The changes in sunlight affect our circadian rhythm, or “circadian clock.” On a daily basis, our circadian rhythm helps us respond appropriately to changes in our environment; it prompts us to sleep at night and wake up at dawn. With seasonal depression, our circadian clock gets thrown off kilter.
During the daylight period of our circadian rhythm, our bodies produce serotonin, a neurotransmitter that directs mood, energy, appetite, memory, and more. When serotonin levels are low, depression is often the result.
Research in 2014 at the European College of Neuropsychopharmacology (ECNP) showed that regulating serotonin can have an impact on whether or not we’re affected by seasonal depression. Studies concluded that there are significant differences in the levels of the serotonin transporter (SERT) protein between summer and winter. “SAD patients showed higher levels of SERT in the winter months, corresponding to a great removal of serotonin in the winter,” according to an ECNP statement.

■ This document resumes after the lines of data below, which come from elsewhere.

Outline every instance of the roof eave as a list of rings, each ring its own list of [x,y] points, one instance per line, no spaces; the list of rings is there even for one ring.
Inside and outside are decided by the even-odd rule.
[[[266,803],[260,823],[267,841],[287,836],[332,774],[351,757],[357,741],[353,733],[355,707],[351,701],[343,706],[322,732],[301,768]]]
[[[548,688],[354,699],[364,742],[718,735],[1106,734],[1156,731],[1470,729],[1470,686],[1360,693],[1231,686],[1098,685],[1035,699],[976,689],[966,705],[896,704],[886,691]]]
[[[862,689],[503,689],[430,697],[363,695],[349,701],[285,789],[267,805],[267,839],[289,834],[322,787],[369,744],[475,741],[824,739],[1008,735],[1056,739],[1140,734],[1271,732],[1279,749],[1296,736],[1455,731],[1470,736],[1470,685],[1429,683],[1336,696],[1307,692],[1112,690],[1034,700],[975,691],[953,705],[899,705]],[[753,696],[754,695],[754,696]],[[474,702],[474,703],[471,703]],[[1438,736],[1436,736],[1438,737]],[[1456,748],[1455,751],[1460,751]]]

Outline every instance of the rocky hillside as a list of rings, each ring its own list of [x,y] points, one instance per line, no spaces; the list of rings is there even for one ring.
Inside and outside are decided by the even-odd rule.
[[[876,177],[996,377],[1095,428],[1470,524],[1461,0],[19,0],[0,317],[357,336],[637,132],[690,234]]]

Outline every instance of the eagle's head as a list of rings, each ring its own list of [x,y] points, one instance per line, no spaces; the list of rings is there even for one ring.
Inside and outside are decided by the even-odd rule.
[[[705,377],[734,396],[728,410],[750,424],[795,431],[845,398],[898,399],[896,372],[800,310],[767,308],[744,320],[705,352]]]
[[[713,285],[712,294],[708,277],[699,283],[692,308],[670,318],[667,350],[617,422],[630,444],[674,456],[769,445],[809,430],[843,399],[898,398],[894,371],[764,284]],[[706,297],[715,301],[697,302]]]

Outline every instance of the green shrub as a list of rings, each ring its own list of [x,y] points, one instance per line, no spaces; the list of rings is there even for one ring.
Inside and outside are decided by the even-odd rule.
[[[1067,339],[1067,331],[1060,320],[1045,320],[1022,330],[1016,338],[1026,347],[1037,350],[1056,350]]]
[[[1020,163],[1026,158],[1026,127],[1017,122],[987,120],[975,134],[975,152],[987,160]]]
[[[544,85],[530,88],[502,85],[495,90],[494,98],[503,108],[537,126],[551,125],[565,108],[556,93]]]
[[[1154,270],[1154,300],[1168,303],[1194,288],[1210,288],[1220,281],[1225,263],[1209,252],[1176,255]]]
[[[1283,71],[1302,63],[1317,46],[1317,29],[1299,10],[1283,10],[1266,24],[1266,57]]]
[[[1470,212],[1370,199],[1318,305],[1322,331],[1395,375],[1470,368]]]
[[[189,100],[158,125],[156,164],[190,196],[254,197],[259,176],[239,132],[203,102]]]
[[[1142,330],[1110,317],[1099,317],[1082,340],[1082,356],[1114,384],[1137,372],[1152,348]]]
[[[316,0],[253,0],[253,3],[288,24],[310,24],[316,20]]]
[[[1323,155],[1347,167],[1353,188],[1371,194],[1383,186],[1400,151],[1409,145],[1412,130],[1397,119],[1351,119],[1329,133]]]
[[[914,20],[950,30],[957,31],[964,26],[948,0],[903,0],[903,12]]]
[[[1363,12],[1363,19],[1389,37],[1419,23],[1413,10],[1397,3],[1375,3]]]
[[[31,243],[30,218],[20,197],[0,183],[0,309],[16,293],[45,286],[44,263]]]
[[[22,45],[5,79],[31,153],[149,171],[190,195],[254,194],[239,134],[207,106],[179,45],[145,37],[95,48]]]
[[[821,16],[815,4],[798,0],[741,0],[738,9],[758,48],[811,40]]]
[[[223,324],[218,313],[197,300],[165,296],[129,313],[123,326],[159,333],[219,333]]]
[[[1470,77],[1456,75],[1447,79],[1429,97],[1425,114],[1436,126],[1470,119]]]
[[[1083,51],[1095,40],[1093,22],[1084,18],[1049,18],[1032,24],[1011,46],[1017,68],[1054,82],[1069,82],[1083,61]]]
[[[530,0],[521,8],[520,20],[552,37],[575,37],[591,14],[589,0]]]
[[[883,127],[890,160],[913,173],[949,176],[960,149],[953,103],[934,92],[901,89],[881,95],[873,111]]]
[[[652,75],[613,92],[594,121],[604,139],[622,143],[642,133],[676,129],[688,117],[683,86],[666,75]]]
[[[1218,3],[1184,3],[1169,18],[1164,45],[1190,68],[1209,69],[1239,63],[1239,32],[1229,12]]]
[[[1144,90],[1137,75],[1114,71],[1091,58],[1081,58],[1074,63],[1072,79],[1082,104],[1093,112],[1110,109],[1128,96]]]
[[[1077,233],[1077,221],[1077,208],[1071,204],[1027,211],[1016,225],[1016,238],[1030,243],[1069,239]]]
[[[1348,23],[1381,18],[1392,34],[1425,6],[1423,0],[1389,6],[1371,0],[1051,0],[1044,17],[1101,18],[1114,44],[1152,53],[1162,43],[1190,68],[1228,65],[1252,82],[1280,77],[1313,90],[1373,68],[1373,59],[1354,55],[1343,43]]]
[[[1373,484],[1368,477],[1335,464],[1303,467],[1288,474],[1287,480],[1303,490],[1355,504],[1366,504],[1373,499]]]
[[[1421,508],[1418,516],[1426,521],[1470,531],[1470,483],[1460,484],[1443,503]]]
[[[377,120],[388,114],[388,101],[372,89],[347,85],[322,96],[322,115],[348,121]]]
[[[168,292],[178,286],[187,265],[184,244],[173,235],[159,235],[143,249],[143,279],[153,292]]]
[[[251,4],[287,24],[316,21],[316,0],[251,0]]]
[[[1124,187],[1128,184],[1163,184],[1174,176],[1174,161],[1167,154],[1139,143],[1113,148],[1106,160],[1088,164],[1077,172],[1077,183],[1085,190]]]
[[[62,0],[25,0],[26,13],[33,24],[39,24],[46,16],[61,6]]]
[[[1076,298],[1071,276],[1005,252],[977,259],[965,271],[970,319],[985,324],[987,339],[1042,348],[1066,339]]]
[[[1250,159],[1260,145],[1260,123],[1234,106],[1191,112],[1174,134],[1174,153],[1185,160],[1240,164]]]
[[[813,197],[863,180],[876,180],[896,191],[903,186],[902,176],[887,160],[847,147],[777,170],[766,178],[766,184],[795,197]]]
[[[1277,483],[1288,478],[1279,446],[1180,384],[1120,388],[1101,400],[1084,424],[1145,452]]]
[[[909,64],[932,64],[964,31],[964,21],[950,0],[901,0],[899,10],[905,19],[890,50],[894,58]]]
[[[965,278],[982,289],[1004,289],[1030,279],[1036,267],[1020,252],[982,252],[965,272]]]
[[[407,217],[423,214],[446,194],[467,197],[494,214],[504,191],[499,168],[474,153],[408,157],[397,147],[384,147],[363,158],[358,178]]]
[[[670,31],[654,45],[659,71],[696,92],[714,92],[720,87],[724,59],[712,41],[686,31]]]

“We believe that we have found the dial the brain turns when it has to adjust serotonin to the changing seasons,” lead researcher Brenda McMahon wrote. “The serotonin transporter (SERT) carries serotonin back into the nerve cells where it is not active, so the higher the SERT activity, the lower the activity of serotonin. Sunlight keeps this setting naturally low, but when the nights grow longer during the autumn, the SERT levels increase, resulting in diminishing active serotonin levels.
The other neurotransmitter that works with our circadian rhythm is melatonin. Known as “the sleep hormone,” melatonin causes us to become drowsy and slow down when we experience a lack of light. The longer we’re in darkness, the more melatonin our bodies produce.
Researchers at Oregon Health & Science University (OHSU) found that melatonin can ease winter depression. Most of the test subjects during an influential four-year study responded best to low-dose melatonin taken in the afternoon or evening compared to morning.
In another important study, University of California San Francisco (UCSF) researchers found a human gene mutation that might contribute to unusual sleep patterns and to heightened rates of seasonal depression. “This is the first human mutation directly linked to seasonal affective disorder, and the first clear sign of a mechanism that could link sleep to mood disorders,” according to Louis Ptáček, MD, a lead author and professor of neurology in UCSF’s School of Medicine.
“People have known for decades that light and mood were linked, but this is our first real finger-hold on the problem,” according to the other lead author, Ying-Hui-Fu, PhD.
More research is needed, but the UCSF research goes a long way in linking SAD to genetics.
Bring On the Light
Not surprisingly, bright light is the leading therapy for seasonal affective disorder, and may be as effective as anti-depressive drugs..
Sitting about two feet from a light box with 10,000 lux of full-spectrum light for 30 minutes every morning can make a difference in seasonal depression. Full-spectrum light contains every wavelength of light, similar to sunlight. Research has shown that light boxes help stimulate the hypothalamus in the brain, increase serotonin production, and regulate the release of melatonin.
For those who can get out into the natural sunlight, spend approximately 30 minutes in the sun at its strongest level, between 10 a.m. and 3 p.m. If possible, add some physical activity to help break the cycle.
Those who need stronger support should consider talking to a doctor about antidepressants or acupuncture therapy.
On the herbal side, kava may help combat SAD, but St. John’s Wort—the popular natural antidepressant—has a possible side effect of sensitivity to bright light, so it may not be a good choice.